No. Observations: 6886 AIC: 6.118e+04
Df Residuals: 6882 BIC: 6.121e+04
Df Model: 3
Covariance Type: nonrobust
============================================================================================
coef std err t P>|t| [0.025 0.975]
--------------------------------------------------------------------------------------------
const 24.4845 1.413 17.332 0.000 21.715 27.254
mean_wind_speed_mph 0.5334 0.049 10.949 0.000 0.438 0.629
mean_precipitation_inches 127.3312 11.298 11.270 0.000 105.183 149.479
mean_visibility_miles -1.9262 0.143 -13.493 0.000 -2.206 -1.646
==============================================================================
Omnibus: 4515.819 Durbin-Watson: 0.385
Prob(Omnibus): 0.000 Jarque-Bera (JB): 63194.997
Skew: 2.986 Prob(JB): 0.00
Kurtosis: 16.586 Cond. No. 683.
==============================================================================
Notes:
[1] Standard Errors assume that the covariance matrix of the errors is correctly specified.
"""
This summary table provides quite a bit of information. An interpretation of the $R^2$ value has already been discussed above. A few more statistics worth discussing here are the p-value of the F-statistic, indicated by Prob (F-statistic)
, and the p-values for the intercept and predictor terms, labeled as the P>|t|
column.
The F-statistic can be used to determine if there exists any relationship between a predictor and the response. To simply look at the individual predictor p-values to determine if this relationship exists is flawed, as we would expect some individual variables to appear significant by chance alone, especially as the number of predictors in a model increases.
In this instance, the associated p-value of the F-statistic is approximately 7.29e-129
, which is incredibly low. This p-value provides strong evidence that at least one predictor has an association with the response.
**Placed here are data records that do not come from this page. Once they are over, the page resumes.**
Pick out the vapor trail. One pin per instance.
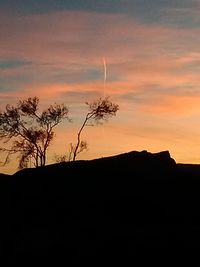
(105, 76)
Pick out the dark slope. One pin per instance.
(134, 208)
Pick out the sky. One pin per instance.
(56, 49)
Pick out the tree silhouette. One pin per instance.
(31, 133)
(98, 111)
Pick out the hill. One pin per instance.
(133, 208)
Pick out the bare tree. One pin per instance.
(98, 111)
(31, 133)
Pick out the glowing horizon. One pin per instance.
(150, 67)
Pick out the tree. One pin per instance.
(98, 111)
(31, 133)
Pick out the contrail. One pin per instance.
(105, 76)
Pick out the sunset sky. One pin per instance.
(55, 50)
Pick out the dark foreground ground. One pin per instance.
(134, 209)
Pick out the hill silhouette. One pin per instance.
(134, 208)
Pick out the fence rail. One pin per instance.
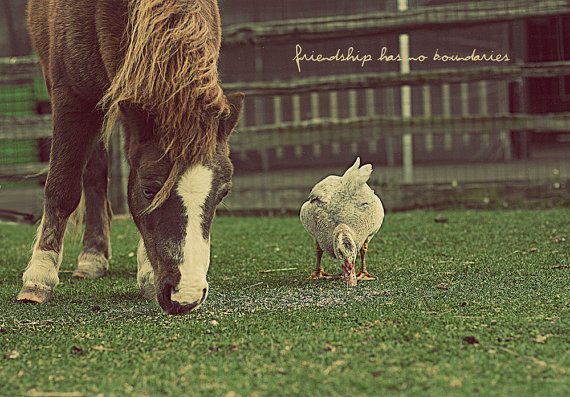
(444, 16)
(391, 79)
(312, 132)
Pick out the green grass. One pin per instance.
(278, 333)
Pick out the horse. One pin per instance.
(152, 64)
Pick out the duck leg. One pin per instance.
(319, 272)
(363, 273)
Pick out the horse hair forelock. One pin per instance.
(170, 71)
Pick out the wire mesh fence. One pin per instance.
(453, 102)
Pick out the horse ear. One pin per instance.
(235, 100)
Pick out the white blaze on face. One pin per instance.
(193, 188)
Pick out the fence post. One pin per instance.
(407, 142)
(117, 174)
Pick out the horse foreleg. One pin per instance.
(75, 131)
(145, 274)
(93, 262)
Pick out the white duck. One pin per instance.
(343, 214)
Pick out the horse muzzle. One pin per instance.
(176, 302)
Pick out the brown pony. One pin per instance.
(153, 64)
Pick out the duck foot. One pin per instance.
(365, 276)
(35, 293)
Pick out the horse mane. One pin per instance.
(170, 71)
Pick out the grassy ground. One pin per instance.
(501, 278)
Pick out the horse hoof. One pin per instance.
(91, 266)
(35, 294)
(148, 292)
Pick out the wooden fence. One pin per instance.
(315, 110)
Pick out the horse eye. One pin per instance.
(224, 191)
(149, 193)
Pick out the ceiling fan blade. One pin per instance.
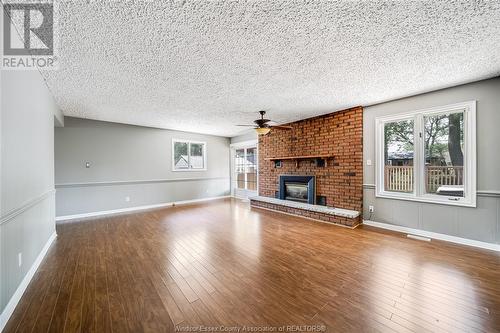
(281, 127)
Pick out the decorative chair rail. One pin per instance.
(401, 178)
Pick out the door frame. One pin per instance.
(242, 193)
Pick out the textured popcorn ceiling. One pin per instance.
(205, 66)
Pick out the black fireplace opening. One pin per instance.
(297, 188)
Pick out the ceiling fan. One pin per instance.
(262, 127)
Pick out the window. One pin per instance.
(188, 155)
(428, 155)
(246, 168)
After determining that it is highly probable that a relationship does exist between at least one predictor and the response, we can investigate the individual predictor and intercept p-values. In the summary chart above, all four of these p-values are 0.000
, indicating they are very close to zero. The pvalues
method can be used to view the actual p-values.
>>> result.pvalues
const 6.654574e-66
mean_wind_speed_mph 1.132716e-27
mean_precipitaton_inches 3.322614e-29
mean_visibility_miles 5.681725e-41
It is clear all of these p-values are quite small. Therefore, we can declare we have strong evidence that each of average wind speed, average precipitation, average visibility, and the intercept are significant and associated with average departure delay.
Lastly, I should discuss the implication of the very low $R^2$ and the very significant F-statistic and t-statistics.
With an ideal model fit, we would have simultaneously a high $R^2$ statistic, and significant F-statistics and t-statistics. However, in this instance, this is clearly not the case. Is this a problem? Should the results be thrown out? Not quite.
From the significant F-statistic and t-statistics, we have strong evidence that the predictor variables are associated with a change in average departure delay. We know this. From the low $R^2$ statistic, we also know that our multiple linear regression model does not capture the bulk of the average departure delay variance. So, our individual predictors are performing quite well, but our overall model is performing quite poorly. In general, this can be attributed to the wide variation in departure delay times in the data.
Other regression techniques - such as using interaction terms - might improve our fit on the data, and thus explain more of the variance in average departure delay. Similarly, including other predictor variables might also help in explaining more of the unexplained variance. In following posts, both of these topics will be explored.